In the end it is important to find those people who do have the flare, because we do need people, smart people, to fill roles. This is already a problem and with the declining state of education in the United States, paired with the general repulsing of reality that seems to be going on right now. But for the love of god, just because you built a login page doesn’t make you a programmer, neither does moving a turtle around a screen.

Negative work

Published On: Dec 29, 2016

Every once in a while you get the opportunity to work with people who really make the process of writing software really nice. People who know the right patterns to build the right type of software, those are the projects that are almost over as quickly as they start, if you have never had the experience of working with one of these people you are really missing out… but this post isn’t about them.

This post is about the people whose contribution to a project can be felt in a negative way long after they are gone. These are the people who leave little treats all over the code base just waiting for someone to trip up on their code. The find the worst parts that you have been trying to phase out and make them the core components of their new work. They are the people who never submit code reviews, the people who never right unit tests, the developers who think that they should just write the bare minimum needed to get the code to execute then they call their work done, assuming that the person who is going to be dealing with their code when it goes to production will be long gone.

In the past I have worked on projects where the mentality is that everyone needs to be working, so when there is availability they move developers to projects to make them chargeable. The problem is that you never pick up good developers this way, why? The answer is simple, good developers are usually struggling to keep the broken project that they are working on together. Talented developers get into a habit of moving from one fire storm to another in the consulting world, because of their skill they usually demand a higher bill rate which means that when things are going well most businesses see them as the first thing to cut, since they are so expensive. At least thats how it works in the consulting world. But I digress…

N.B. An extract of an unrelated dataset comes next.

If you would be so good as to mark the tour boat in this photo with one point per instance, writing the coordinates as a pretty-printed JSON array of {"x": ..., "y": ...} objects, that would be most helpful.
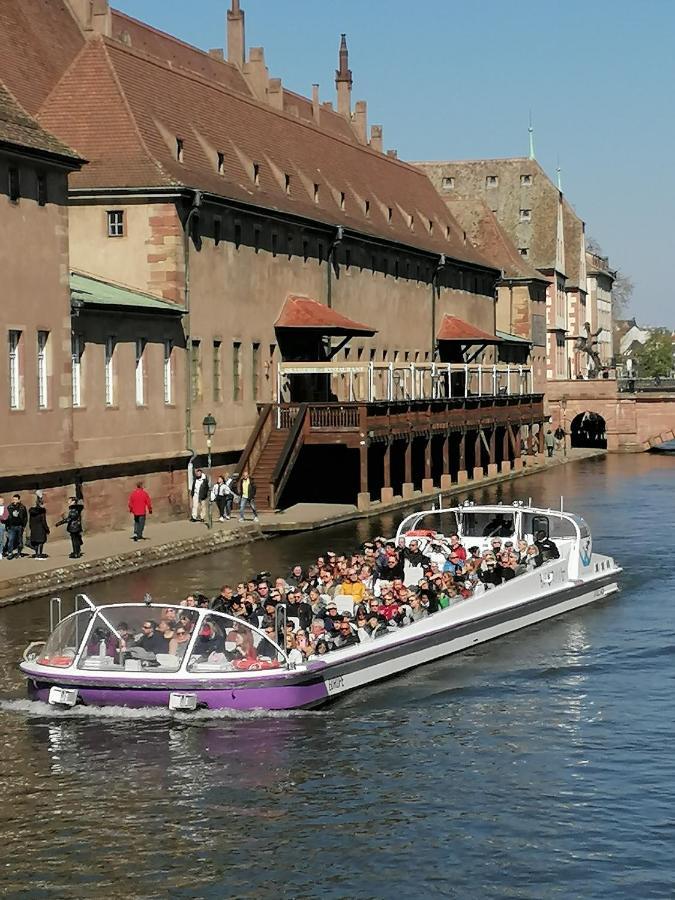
[{"x": 89, "y": 658}]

The problem is that when you take a bad developer and add them to a system that either has a lot of problems (that are in the process of being fixed) or is in the early stages. Both of these are extremely dangerous in the fact that their impact unchecked can have disastrous consequences downstream… take this as an example found in the code of a peer.

    var loadIndices = function() {
        indexFactory.get(function (data) {
            var firstIdx = true;
            data = data || {};
            data.indexDetails = data.indexDetails || {};
            angular.forEach(data.indexDetails, function (data) {
                data.isOpen = firstIdx;
                data.isDisabled = false;
                indexFactory.getFields(function (returnData) {
                    data.fields = returnData.fields;
                }, data.indexName);
                firstIdx = false;

Example #1: Wait so where is data scoped ???

The reality is explained in the breakdown of time for another item that was included in the same project.

Time for developer to do work: 16 hours
Time for me to code review: 1 hours
Time for developer to update bad code: 3 hours
Time for me to track down bug that slipped past: 4 hours
Time for me to track down bug related to settings not being configurable: 4 hours
Time for me to change Dictionary<string,string> to message: 15 hours

Example #2: Actual time spent cleaning up a poor design choice ???